On Wednesday, September 1, opensource.com will be hosting a webcast with Stefan Lindegaard, one of the world’s leading experts on open innovation.
Stefan is author of the recently published book The Open Innovation Revolution, and blogs regularly on 15inno.com and stefanlindegaard.com.
We see a lot of commonalities between the open source way and the key concepts of open innovation, and thought inviting Stefan to come share his knowledge about open innovation with the opensource.com audience might be a good way to spur dialog between people in open source and open innovation communities.
In preparation for the webcast, we’ve asked Stefan five questions about subjects he may cover in more detail on September 1.

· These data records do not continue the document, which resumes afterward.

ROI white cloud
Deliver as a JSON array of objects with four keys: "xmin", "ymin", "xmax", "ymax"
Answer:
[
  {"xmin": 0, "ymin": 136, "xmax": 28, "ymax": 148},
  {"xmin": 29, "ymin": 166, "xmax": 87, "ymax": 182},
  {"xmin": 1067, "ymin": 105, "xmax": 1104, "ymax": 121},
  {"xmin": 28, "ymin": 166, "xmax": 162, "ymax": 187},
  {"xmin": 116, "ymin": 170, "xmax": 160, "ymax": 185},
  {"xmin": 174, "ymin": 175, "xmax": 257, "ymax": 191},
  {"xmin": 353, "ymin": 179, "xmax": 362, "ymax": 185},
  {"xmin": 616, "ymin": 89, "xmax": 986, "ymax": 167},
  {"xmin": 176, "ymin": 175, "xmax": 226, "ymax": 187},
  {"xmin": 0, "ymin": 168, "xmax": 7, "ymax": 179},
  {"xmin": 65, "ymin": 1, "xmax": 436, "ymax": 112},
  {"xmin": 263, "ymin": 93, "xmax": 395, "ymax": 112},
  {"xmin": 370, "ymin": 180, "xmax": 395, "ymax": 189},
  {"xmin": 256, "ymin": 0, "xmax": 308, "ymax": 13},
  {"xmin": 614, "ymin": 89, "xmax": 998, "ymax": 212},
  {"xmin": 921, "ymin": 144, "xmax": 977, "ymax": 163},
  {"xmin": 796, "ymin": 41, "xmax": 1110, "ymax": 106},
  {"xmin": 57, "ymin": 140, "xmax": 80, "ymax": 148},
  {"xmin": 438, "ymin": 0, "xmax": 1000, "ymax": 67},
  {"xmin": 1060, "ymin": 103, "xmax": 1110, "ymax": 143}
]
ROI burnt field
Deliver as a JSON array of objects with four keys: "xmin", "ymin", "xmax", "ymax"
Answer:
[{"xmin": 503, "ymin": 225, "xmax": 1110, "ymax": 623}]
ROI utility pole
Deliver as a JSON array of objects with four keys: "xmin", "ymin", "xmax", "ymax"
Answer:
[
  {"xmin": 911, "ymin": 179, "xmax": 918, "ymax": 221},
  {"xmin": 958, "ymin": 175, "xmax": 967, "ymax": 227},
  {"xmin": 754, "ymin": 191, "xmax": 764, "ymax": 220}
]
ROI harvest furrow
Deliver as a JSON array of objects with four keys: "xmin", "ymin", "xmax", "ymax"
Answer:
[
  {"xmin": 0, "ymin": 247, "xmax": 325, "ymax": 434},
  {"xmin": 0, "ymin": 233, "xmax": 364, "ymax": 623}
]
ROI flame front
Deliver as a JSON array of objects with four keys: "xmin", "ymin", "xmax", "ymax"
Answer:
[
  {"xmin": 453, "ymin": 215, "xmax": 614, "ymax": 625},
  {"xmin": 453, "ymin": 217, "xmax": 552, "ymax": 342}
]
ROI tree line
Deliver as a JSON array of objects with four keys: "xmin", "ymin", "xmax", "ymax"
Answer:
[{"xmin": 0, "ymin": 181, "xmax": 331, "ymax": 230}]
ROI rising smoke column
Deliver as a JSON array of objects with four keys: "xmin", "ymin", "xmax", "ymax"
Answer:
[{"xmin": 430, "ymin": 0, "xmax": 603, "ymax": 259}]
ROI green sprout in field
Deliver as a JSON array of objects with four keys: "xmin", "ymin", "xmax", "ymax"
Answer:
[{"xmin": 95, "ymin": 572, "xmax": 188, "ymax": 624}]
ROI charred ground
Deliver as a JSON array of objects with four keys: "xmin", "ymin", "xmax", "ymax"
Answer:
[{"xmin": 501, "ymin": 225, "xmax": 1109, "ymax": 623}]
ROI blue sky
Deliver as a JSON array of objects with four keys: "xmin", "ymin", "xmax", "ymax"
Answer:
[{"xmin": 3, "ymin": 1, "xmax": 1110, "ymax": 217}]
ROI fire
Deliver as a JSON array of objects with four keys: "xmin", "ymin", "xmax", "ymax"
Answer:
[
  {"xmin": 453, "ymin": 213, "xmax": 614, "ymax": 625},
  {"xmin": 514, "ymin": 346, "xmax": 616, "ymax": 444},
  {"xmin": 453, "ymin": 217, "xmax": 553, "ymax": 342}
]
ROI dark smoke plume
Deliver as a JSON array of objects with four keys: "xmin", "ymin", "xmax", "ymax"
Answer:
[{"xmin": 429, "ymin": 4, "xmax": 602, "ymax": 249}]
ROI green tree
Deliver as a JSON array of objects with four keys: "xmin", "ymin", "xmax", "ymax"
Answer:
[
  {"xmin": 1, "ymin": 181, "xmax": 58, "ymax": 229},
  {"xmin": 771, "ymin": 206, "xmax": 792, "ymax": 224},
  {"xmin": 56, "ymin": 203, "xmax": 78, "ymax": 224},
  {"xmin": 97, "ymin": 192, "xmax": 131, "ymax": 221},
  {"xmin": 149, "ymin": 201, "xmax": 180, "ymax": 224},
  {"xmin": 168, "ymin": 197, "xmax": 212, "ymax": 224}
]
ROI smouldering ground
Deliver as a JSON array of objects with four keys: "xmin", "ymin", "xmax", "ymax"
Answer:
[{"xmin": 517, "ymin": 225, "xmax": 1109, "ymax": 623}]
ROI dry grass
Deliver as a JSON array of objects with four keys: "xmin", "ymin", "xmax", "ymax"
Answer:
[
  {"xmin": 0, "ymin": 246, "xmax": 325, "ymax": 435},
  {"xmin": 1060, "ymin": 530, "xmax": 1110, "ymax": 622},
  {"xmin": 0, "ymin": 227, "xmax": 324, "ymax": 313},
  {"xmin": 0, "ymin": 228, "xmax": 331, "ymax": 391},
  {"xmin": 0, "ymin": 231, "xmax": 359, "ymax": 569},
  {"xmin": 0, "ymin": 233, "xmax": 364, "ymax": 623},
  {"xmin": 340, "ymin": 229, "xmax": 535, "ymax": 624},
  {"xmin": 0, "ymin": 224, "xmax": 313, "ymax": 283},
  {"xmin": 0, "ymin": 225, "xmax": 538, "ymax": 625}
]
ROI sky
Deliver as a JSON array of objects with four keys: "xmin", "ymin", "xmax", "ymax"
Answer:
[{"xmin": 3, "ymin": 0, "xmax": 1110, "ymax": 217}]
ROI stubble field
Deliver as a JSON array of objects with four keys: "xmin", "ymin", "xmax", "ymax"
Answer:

CHRIS: Early in your book, The Open Innovation Revolution, you share an idea that came out of one of your discussions with innovation leaders: “Embracing the outside requires that you know the inside.” Why do you think companies struggle so much to understand their own internal innovation model? How does this hinder their ability to pursue open innovation strategies?
STEFAN: Companies have chronic issues making innovation happen internally. This has many reasons. Executives might not fully understand innovation, the organization is not trained for innovation or there is just not enough focus on how to make innovation happen. On the latter, I can add that only very few companies actually have an innovation strategy that is aligned with the overall corporate strategy.
If you want to bring in external partners to your innovation process, these partners expect that you have order in your own house. If you fail to work efficiently with these partners nothing happens in terms of outcome. Even worse, the word spreads that you are not a good innovation partner and thus you will have a harder time attracting future partners.
Some companies believe that if they just embrace open innovation, then all their internal innovation issues will be solved. This will not happen. Open innovation is not a holy grail.